Making the Most of Your Social Scheduling

The latest infographic from Dendrite Park suggests social media for your company could be handled in as little as 60 minutes a day. If you’re struggling to finish all your scheduling, maintain interaction with clients and would-be customers, and come up with fresh ways to reach people, all on top of the other marketing responsibilities you have, then 60 minutes and done sounds too good to be true.

Before we break this thing down, take a look at the proposed values each outlet is given.

Content curation and blog writing are given the bulk of the allotted time, which makes a lot of sense. Generating content of any kind, whether curated or created, takes effort. Facebook is then given more weight than any of the other social media platforms, and also for good reason. With billions of users to the other outlets’ paltry millions, Facebook deserves the extra attention.
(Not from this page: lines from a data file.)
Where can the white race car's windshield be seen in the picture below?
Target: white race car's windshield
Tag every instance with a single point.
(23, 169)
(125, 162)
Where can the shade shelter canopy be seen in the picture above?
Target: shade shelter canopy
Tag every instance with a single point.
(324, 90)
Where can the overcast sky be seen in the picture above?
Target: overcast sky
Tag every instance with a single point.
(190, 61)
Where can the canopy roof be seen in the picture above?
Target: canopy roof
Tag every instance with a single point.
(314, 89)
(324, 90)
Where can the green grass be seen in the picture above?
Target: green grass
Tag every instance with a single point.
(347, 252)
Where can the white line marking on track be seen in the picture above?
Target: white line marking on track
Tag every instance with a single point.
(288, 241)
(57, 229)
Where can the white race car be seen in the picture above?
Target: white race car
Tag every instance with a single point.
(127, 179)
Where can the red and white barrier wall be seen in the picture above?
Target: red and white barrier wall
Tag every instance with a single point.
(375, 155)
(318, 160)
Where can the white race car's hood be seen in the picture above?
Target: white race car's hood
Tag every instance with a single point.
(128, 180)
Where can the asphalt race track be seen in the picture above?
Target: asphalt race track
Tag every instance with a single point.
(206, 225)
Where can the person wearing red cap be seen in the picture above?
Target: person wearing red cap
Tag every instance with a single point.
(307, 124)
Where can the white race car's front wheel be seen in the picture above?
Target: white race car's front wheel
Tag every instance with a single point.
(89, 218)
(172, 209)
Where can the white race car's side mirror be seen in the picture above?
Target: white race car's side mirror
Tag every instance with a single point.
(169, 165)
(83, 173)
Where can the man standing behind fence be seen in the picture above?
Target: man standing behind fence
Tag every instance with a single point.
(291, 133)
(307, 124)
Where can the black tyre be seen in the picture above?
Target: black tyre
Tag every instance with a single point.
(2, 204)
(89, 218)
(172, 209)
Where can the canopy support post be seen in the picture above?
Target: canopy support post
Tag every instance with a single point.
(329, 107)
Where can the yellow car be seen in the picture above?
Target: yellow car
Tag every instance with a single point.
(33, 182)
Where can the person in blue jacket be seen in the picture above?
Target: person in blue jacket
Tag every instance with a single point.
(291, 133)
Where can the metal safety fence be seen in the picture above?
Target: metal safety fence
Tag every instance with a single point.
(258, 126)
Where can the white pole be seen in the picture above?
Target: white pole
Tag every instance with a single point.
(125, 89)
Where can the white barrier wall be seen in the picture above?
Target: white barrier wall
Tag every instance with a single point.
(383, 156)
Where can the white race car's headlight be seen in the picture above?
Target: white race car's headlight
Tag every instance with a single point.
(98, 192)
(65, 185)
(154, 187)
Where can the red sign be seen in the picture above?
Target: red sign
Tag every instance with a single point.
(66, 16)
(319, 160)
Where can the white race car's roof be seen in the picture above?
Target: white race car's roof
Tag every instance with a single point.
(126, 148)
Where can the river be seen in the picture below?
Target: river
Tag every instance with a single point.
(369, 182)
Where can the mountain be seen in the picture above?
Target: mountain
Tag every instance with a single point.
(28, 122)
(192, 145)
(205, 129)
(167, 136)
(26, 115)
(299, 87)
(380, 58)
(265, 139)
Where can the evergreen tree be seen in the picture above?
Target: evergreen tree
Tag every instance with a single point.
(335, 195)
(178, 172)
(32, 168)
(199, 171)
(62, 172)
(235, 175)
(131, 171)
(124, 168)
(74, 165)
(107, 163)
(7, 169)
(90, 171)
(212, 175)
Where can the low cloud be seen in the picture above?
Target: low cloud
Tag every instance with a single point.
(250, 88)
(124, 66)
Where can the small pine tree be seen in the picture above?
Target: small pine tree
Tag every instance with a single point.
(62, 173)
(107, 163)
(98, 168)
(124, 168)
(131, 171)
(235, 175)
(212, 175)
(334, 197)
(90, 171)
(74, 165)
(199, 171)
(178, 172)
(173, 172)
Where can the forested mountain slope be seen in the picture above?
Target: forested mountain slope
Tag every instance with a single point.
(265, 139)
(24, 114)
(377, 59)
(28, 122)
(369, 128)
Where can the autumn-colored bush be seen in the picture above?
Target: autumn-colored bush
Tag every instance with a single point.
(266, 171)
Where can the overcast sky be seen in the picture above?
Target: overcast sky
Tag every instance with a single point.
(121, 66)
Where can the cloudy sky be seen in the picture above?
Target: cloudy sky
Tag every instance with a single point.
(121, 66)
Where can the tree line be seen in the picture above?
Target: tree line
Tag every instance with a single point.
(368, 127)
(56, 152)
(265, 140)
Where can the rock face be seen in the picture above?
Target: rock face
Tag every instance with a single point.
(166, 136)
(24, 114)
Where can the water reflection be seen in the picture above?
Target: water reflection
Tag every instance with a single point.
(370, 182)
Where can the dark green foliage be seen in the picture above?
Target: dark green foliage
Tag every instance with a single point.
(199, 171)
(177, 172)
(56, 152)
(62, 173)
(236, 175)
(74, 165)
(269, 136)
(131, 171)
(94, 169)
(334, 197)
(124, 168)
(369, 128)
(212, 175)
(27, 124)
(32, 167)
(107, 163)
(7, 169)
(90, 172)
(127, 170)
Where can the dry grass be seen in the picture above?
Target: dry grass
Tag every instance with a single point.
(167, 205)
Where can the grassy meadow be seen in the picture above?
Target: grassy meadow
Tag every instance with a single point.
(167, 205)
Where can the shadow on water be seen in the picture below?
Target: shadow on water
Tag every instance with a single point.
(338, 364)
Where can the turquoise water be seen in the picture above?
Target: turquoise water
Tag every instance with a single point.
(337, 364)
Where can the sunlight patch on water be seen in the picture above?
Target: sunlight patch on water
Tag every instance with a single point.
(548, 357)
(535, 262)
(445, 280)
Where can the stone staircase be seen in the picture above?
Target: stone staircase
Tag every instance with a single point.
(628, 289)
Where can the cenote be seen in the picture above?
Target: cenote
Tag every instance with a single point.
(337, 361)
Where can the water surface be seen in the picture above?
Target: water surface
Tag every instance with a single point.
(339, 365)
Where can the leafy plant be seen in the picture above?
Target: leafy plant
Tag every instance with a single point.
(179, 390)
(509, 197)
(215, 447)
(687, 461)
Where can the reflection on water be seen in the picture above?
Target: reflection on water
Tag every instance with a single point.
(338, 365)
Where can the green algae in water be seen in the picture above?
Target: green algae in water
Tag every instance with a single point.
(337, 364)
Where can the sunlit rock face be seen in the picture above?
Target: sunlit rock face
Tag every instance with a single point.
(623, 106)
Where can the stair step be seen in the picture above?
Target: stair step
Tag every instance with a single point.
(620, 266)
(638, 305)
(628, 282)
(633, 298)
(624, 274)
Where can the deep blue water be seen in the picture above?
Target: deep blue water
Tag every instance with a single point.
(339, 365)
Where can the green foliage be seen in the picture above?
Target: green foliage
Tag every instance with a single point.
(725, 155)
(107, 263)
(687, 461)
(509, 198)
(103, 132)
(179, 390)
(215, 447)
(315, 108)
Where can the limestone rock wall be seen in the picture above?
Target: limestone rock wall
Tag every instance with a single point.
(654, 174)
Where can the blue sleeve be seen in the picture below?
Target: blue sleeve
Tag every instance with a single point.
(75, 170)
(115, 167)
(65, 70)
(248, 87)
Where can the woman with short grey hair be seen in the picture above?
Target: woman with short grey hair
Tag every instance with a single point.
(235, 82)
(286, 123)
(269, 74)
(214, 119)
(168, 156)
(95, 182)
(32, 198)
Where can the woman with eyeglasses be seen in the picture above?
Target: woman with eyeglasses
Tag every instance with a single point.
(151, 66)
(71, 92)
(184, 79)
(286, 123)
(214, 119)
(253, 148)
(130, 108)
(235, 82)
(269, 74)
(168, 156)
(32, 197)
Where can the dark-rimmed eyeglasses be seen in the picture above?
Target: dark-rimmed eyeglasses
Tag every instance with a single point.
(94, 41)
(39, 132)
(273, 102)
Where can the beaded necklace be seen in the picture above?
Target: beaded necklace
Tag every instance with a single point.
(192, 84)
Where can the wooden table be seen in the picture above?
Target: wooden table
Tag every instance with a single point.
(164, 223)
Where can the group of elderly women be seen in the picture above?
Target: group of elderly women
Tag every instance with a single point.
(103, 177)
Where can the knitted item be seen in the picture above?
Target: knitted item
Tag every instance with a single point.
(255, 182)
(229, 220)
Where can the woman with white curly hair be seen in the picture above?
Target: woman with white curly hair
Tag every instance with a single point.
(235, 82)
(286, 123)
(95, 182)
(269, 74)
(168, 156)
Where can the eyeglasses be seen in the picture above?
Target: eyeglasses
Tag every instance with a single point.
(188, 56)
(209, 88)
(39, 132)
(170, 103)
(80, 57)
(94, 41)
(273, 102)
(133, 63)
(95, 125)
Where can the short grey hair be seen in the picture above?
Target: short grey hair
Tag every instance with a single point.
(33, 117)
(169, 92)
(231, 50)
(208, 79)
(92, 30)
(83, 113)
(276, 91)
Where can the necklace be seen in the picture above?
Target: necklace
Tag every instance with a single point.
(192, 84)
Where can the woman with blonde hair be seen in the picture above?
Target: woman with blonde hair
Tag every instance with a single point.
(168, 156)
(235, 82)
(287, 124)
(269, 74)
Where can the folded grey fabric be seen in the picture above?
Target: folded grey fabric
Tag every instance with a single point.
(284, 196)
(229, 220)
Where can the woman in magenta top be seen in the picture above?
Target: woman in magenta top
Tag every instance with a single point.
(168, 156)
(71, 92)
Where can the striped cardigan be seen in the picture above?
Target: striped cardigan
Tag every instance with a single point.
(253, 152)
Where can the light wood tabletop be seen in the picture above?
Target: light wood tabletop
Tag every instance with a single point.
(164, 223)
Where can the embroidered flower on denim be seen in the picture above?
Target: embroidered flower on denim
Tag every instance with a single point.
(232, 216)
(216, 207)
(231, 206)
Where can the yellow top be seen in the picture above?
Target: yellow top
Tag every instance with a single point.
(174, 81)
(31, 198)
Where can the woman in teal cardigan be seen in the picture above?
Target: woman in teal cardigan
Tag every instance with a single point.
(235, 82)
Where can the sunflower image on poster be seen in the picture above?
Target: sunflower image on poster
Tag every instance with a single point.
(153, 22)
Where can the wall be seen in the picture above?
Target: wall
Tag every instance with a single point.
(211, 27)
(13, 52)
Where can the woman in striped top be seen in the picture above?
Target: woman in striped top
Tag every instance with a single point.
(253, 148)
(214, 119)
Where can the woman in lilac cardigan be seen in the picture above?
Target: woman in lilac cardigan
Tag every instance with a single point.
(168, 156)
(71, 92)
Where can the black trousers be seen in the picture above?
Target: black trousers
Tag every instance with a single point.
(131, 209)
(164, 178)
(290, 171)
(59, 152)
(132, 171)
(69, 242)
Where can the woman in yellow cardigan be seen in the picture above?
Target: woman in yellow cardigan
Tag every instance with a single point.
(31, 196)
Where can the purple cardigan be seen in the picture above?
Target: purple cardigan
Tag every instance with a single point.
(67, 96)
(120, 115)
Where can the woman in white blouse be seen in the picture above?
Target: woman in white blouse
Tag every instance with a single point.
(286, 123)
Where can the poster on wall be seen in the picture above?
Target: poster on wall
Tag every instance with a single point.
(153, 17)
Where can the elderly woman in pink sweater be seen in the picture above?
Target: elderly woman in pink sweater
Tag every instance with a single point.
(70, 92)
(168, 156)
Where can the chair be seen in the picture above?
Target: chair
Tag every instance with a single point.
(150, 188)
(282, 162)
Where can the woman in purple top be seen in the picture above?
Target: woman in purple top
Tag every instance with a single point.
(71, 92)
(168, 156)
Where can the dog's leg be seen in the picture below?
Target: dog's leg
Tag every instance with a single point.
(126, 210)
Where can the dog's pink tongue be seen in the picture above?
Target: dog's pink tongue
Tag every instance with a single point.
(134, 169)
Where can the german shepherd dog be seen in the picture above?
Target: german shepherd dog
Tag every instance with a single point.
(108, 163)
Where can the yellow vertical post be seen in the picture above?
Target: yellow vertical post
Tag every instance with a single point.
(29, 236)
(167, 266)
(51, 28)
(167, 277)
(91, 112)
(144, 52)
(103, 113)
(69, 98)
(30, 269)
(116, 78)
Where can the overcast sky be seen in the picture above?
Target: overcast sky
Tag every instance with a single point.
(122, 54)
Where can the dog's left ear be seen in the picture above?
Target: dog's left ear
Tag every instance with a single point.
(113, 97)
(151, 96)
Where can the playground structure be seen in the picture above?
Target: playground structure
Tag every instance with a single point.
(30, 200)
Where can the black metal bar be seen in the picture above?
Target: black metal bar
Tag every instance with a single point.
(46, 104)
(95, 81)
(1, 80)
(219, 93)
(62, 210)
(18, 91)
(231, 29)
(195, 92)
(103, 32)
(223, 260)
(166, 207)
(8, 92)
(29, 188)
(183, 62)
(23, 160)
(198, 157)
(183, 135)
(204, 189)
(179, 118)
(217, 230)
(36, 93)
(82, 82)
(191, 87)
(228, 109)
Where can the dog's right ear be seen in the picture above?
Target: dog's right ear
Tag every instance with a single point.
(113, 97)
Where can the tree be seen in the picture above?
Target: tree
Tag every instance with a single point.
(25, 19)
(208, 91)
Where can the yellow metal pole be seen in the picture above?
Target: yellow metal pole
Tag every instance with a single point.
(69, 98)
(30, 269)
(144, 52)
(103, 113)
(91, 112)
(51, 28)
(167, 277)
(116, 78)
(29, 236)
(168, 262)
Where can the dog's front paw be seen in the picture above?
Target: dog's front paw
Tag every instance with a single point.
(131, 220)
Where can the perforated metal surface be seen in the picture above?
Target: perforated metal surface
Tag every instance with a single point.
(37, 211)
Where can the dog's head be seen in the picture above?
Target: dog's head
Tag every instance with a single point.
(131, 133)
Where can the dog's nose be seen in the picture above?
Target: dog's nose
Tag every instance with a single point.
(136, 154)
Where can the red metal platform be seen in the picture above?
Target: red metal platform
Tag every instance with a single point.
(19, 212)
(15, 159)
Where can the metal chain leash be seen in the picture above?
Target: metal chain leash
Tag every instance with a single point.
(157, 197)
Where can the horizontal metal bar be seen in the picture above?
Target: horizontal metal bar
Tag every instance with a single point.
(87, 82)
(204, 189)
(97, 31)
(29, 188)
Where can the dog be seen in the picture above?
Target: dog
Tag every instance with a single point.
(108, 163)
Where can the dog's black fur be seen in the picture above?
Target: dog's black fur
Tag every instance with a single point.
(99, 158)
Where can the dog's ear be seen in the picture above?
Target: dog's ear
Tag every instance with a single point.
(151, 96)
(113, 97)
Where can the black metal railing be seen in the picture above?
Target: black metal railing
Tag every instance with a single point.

To round out the hour, each of the remaining accounts are given five minutes. Simple, right?

But Does It Work?

We hear all those harried social media managers sighing in relief around the world. Finally, a real plan! If we could get everything condensed into one hour, we’d have time for more strategizing, more socializing…just more. Before you get too excited, let’s consider the practical applications of the plan. Like…who can write a compelling, optimized, grammatically correct, 400-word blog post in fifteen minutes? Maybe a few people, sure, but unless you’re a seasoned writer, you’re probably going to need to pull some time away from other activities to finish your blog each day.

Or what about Facebook posts that generated hundreds of questions, concerns, or even just pats on the back? Can you deal with all of those in ten minutes? Unless you’re Superman/Superwoman, probably not. Does this mean the infographic is useless? Of course not.

Practice Makes Perfect

Only you know which social media outlets are most important to your company’s marketing efforts. When putting together an “hour-or-less” plan, you have to take your company’s specific needs into consideration. You also need to consider the possibility that your social media’s role in marketing is too large to allot only one hour.

Instead of trying to squeeze your plans into the model outlined here, try creating a similar model that fits your strategy perfectly. You may need to give more time for blogging and less time to Google+, or more time to Twitter and less time to Facebook. The important thing is that you come up with a “Social Media Cocktail” that fits your tastes.

The Bottom Line

What everything boils down to is this: You can streamline your social media strategy, as long as you make a plan and stick to it. Maybe your plan will take more time each day that someone else’s plan, and that’s okay. The key is a plan. A schedule. A framework upon which to build your social media strategy.  If you can’t get it down to the hour Dendrite Park suggests, don’t sweat it. We guarantee you’ll still have a much more manageable schedule, anyway.